The paper trail reveals a process that flagrantly circumvented Liberia’s Controlled Drugs and Substances Act of 2023, which classifies drug trafficking as a first-degree, non-bailable felony. On September 19, 2024, Kakata Central Prison Superintendent Maj. Nelson P. Woah wrote to Judge T. Clapha Carey, claiming Brown had suffered “broken ribs” and required advanced care. The very next day, Brown was released on a “human surety bond” signed by relatives, yet no formal bail ruling ever appeared on the record. Nearly two years later, the sureties—Toshey Garnett and Christine G. Cheeks, have not been compelled to produce him, and no documentation confirms Brown ever returned to prison after treatment. For a non-bailable offense, the absence of any enforcement mechanism raises an undeniable question: Was the surety bond a deliberate sham designed to grant Brown de facto freedom while maintaining the fiction of judicial oversight?
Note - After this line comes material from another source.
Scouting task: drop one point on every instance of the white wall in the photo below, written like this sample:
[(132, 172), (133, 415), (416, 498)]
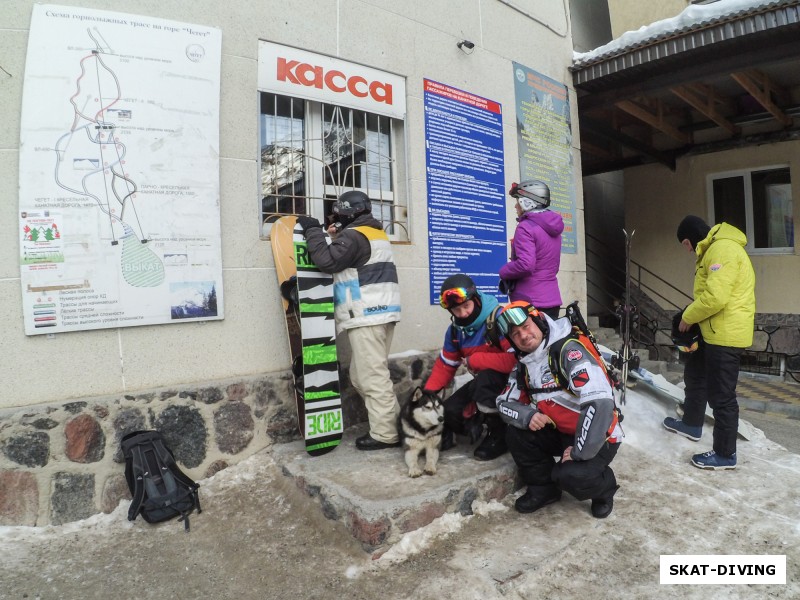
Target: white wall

The Ministry of Justice’s defense has only deepened public suspicion. In a July 3, 2026 press release, the MoJ claimed Brown’s release was “solely pursuant to a court order” and stressed it “neither authorized, approved, nor directed” the decision. But if the Ministry truly believes Brown is a person of interest in the 2026 cocaine probe, as his prior conviction and pending indictment clearly suggest, why has it not demanded his immediate return to custody? Why has it not compelled the sureties to honor their bond? And why did the acting Justice Ministry representative admit to senators on July 1 that she had “little knowledge” of the case? These are not mere administrative gaps; they are signs of a system either willfully blind or complicit in shielding a major trafficker. The MoJ cannot claim ignorance while simultaneously insisting it has followed procedure, the two positions are irreconcilable.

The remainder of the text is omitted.